In the afternoon, visit the nearby village of Monteriggioni, a walled town known for its medieval fortifications and watchtowers. The castle walls offer views of the surrounding Chianti region. The old town is accessed via the Porta Franca gate. Nearby is the Monteriggioni in Arme Museum, with replicas of ancient weapons and the 13th-century Church of Santa Maria. To the east, Chianti Sculpture Park displays contemporary artworks.
Day 4 – Pisa & Lucca
Head over to Pisa to explore the town, and of course, visit and climb the Leaning Tower (not for the faint-hearted).
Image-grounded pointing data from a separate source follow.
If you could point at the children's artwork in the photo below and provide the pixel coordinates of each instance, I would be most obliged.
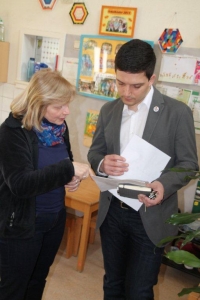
(189, 97)
(182, 95)
(194, 104)
(47, 4)
(117, 20)
(178, 69)
(90, 127)
(78, 13)
(197, 73)
(170, 40)
(96, 70)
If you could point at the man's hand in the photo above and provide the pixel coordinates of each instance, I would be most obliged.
(114, 165)
(159, 189)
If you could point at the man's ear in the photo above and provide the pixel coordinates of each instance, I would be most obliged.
(152, 79)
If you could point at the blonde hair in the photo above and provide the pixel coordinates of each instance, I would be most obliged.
(45, 87)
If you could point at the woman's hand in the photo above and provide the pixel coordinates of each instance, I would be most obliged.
(73, 185)
(82, 170)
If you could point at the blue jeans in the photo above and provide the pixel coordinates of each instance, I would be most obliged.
(25, 263)
(131, 260)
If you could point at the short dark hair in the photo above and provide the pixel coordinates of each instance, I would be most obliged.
(136, 56)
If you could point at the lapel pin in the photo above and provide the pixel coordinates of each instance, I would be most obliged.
(156, 108)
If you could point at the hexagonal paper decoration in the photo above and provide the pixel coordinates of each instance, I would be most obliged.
(78, 13)
(47, 4)
(170, 40)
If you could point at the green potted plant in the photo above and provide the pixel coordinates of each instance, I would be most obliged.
(181, 256)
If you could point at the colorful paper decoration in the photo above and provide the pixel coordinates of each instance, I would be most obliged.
(170, 40)
(78, 13)
(47, 4)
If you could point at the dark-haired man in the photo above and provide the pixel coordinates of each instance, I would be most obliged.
(129, 237)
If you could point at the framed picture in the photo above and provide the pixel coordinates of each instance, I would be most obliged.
(118, 21)
(47, 4)
(96, 69)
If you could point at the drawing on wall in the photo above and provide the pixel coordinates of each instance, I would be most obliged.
(194, 104)
(90, 127)
(182, 95)
(116, 20)
(47, 4)
(78, 13)
(197, 73)
(170, 40)
(189, 97)
(96, 70)
(178, 69)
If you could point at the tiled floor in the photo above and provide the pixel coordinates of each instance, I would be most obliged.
(65, 283)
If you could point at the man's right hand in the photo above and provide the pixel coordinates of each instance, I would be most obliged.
(82, 170)
(114, 165)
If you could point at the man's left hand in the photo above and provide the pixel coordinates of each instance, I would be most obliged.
(157, 187)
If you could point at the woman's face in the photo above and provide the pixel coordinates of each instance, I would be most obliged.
(56, 113)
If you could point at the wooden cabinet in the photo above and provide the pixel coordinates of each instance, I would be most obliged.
(4, 57)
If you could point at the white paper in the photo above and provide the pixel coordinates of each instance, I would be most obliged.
(70, 68)
(106, 184)
(146, 163)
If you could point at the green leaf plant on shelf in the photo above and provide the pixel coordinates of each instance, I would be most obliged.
(192, 234)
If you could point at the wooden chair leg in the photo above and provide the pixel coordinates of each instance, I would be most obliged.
(77, 234)
(92, 230)
(70, 223)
Already tilting when it was completed in 1372, the white marble cylinder is the bell tower of the Romanesque, striped-marble cathedral that rises next to it in the Piazza dei Miracoli. The Baptistry is also in the piazza, whose renowned acoustics are demonstrated by amateur singers daily, and the Caposanto Monumentale cemetery.
In the afternoon, stop by Lucca on the Serchio river. It’s known for well-preserved Renaissance walls encircling its historic city center and its cobblestone streets. Broad, tree-lined pathways along the tops of this massive 16th- and 17th-century ramparts are popular for strolling and cycling. Casa di Puccini, where the great opera composer was born, is now a house museum.
Day 5 – The Chianti Hills
The next stop is a visit to the Chianti area to visit the typical villages as Castellina in Chianti, Greve in Chianti and Radda in Chianti. It’s worth the drive to simply sit among the vineyards of Chianti and experience delicious food, as well as a good place for wine tasting, visiting the castle’s gardens and museums, and having a great dinner.
Day 6 – Florence
In Florence, you must visit Santa Maria del Flore, which is a cathedral with beautiful architecture. The Ponte Vecchio is an amazing medieval bridge with several shops built along its edge. Another reason to visit is that this was where Leonardo da Vinci was born and spent his youth working in the studio of a well-known Florentine painter. Most known for the Mona Lisa and The Last Supper, it is said that his landscapes and artistic style came from growing up in this region. You will be able to visit the hamlet near the hill town of Vinci where Leonardo da Vinci was born.
Day 7 – Departure Day
Check out and departure.
This is but a mere sampling of the hundreds of reasons to visit Tuscany. Whatever your interests are, make sure this is on your bucket list.